This legislation will:
- Bring cafe streets and food trucks to more communities by reducing fees and red tape.
- Enhance these spaces by requiring accessibility for people with disabilities — improving designs and creating protections from traffic.
- Encourage more walking by creating vibrant and welcoming streets.
- Help us continue to build relationships with small businesses, which have historically been some of the most skeptical stakeholders in converting street space for uses other than moving and storing cars.
- Help us create pedestrian-only streets for Pike Place Market, Ballard Ave, The Ave in the U-District, Capitol Hill and more!
We're building on the success of pandemic programs that kept small businesses open and enlivened our streets and communities.
Seattle has 1.6 million car parking spaces (five for every household), and one fourth of our land is used for streets. With imagination and political will, we can build a future where everyone can get where they need to go, safely — and where our streets provide public spaces to gather and build community.
Cafe streets (& food trucks) are here to stay!
More than 300 small businesses have benefited from the cafe streets program since we advocated for its launch in 2020. Our win comes after a multi-year effort to reform costly, difficult and inequitable rules blocking the use of cafe streets.
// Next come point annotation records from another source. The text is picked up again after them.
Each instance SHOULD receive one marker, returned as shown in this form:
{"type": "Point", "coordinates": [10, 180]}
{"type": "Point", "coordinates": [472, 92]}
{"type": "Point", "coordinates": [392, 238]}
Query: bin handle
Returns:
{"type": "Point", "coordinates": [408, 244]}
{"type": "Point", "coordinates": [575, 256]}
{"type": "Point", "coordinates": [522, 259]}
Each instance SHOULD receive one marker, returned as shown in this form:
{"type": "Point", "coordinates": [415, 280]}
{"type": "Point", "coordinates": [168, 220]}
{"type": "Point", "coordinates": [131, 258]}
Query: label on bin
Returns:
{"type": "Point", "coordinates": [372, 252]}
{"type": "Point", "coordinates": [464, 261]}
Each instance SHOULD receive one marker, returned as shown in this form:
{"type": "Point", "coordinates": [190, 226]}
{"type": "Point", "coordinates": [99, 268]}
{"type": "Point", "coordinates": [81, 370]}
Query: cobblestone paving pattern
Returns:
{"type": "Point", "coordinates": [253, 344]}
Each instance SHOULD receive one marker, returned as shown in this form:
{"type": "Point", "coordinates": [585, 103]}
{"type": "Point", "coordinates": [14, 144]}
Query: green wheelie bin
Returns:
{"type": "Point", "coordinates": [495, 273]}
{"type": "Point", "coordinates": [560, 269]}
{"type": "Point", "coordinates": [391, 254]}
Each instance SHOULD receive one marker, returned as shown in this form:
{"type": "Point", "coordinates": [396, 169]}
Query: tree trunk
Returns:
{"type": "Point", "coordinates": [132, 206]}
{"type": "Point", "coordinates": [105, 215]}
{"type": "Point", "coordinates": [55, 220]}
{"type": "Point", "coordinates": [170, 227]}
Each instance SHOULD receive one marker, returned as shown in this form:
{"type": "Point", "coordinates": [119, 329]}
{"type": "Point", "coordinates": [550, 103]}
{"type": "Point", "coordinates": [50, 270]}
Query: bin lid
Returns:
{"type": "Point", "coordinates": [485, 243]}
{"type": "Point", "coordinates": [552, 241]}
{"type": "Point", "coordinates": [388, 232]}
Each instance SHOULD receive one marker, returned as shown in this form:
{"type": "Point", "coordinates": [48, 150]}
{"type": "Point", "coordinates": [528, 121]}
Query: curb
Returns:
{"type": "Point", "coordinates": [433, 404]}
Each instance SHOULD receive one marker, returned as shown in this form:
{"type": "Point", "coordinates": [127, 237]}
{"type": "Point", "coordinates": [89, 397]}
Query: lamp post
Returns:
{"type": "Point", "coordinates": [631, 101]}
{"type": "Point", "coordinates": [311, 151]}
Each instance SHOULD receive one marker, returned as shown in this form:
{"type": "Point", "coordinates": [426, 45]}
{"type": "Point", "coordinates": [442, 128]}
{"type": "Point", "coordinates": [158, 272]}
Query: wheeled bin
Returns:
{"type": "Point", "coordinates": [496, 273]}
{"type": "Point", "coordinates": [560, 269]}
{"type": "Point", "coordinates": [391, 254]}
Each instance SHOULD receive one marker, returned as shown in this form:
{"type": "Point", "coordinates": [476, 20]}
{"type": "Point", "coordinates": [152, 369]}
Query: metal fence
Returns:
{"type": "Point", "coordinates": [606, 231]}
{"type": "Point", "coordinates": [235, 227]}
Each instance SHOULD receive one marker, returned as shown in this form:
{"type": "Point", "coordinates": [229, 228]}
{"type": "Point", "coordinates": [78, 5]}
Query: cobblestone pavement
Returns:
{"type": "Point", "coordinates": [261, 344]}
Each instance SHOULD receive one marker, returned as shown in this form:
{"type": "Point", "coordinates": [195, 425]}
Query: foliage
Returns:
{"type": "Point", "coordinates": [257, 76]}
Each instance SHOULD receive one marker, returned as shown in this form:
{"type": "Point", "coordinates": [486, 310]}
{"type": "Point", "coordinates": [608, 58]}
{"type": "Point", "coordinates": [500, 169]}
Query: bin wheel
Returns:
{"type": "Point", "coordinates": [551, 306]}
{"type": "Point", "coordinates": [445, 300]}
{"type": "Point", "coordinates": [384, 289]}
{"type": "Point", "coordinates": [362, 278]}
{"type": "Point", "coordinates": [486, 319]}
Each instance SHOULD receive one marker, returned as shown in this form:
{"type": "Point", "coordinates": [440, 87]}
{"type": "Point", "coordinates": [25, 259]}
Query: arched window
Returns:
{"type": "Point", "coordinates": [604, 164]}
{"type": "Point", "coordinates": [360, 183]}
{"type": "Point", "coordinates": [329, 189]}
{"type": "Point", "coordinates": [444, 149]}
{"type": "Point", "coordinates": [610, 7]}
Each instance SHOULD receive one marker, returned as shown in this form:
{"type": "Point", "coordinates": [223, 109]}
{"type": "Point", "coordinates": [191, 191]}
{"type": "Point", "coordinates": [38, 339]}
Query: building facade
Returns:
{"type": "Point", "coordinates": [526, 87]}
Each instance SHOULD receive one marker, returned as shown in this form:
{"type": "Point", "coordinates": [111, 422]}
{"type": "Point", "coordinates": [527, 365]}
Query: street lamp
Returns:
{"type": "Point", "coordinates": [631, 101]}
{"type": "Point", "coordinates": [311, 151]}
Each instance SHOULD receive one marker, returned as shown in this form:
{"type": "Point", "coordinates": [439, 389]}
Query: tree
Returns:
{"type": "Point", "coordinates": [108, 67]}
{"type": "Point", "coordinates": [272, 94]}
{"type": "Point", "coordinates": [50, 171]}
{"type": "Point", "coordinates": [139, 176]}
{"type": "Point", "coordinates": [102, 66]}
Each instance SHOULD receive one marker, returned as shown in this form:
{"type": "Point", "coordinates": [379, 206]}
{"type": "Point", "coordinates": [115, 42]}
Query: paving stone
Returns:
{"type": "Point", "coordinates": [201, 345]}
And the final victory didn’t come without an additional fight -- as Councilmember Pedersen pushed to undermine the rights of food truck vendors.
Not only will businesses now get to keep their spaces open, more people – including those operating food trucks – will be able to participate.
We want to thank Councilmember Dan Strauss for his leadership on this issue and Mayor Harrell for his continued support.
Why is this important to them?
Councilmember Strauss:
“We know we create a more vibrant city when we use our public spaces as places to come together, gather, dine, and engage one another. Ensuring outdoor dining remains a feature of our city is incredibly important to increasing vibrancy.
We are on the pathway to making outdoor dining permanent and I am thankful to everyone who continues to work towards making this possible. Still more work to do and I look forward to doing the work with you!”
Mayor Harrell:
“The COVID-19 pandemic has caused considerable hardship for small businesses that for years have served as mainstays in our communities and shaped the character of our neighborhoods. One silver lining in this challenging time has been seeing how these small businesses take and run with new opportunities to activate Seattle’s streets with outdoor dining and retail activities.
Furthering Safe Start permits means continuing to provide an important tool for supporting Seattle’s small businesses, keeping communities healthy, and creating a future that is vibrant, welcoming, and flourishing for all neighbors.
I am committed to achieving that future; and grateful to Councilmember Strauss for his consistent and determined leadership supporting these outdoor spaces and all of the proponents that reached out to our office in support of the extension.”